La ville de Kisangani a frôlé le drame le week-end dernier. Entre le 31 janvier et le 1er février 2026, l’aéroport international de Bangboka a été la cible d’une tentative d’attaque par drones kamikazes. Le Député national Patrick Matata Makalamba, élu de la circonscription, est monté au créneau pour condamner cet acte et saluer la riposte des forces de défense.
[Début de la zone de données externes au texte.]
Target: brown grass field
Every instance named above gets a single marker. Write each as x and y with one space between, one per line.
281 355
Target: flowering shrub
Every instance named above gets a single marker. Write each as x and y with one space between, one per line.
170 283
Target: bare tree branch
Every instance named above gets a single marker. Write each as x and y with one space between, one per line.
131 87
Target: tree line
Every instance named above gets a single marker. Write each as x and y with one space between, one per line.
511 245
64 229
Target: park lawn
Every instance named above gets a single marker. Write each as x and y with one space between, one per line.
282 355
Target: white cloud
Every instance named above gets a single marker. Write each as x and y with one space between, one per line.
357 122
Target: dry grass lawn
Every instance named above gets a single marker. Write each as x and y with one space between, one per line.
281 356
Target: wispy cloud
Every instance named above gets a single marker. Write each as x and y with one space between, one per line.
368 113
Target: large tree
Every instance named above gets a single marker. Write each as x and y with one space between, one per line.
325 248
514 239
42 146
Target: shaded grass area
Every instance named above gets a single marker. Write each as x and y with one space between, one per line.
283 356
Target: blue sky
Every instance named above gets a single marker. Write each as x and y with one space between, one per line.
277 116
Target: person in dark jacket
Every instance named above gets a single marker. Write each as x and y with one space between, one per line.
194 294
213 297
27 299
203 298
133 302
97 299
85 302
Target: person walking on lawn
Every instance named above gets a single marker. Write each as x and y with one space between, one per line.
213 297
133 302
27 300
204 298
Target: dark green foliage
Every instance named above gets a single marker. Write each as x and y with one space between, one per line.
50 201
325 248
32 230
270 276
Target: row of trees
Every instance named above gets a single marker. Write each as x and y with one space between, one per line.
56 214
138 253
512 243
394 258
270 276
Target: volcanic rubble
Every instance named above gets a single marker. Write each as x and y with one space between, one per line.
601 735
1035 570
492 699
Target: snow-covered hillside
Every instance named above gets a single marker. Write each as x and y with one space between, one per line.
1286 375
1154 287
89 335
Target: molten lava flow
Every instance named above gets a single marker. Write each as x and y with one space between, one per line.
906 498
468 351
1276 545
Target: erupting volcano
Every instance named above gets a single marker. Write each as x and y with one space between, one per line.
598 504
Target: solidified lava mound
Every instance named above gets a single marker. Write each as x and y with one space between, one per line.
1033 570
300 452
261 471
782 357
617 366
Le calme habituel de la province de la Tshopo a été ébranlé par une menace d’un genre nouveau. Selon le communiqué officiel de l’honorable Patrick Matata Makalamba, plusieurs drones kamikazes équipés de munitions non conventionnelles ont visé l’aéroport de Bangboka, un pivot stratégique pour le Grand Nord-Est de la République démocratique du Congo. L’élu boyomais pointe directement la responsabilité de l’armée rwandaise, agissant sous couvert de la coalition AFC-M23. Pour le député, cet acte constitue une violation flagrante de la souveraineté nationale et une escalade dans le mode opératoire des agresseurs.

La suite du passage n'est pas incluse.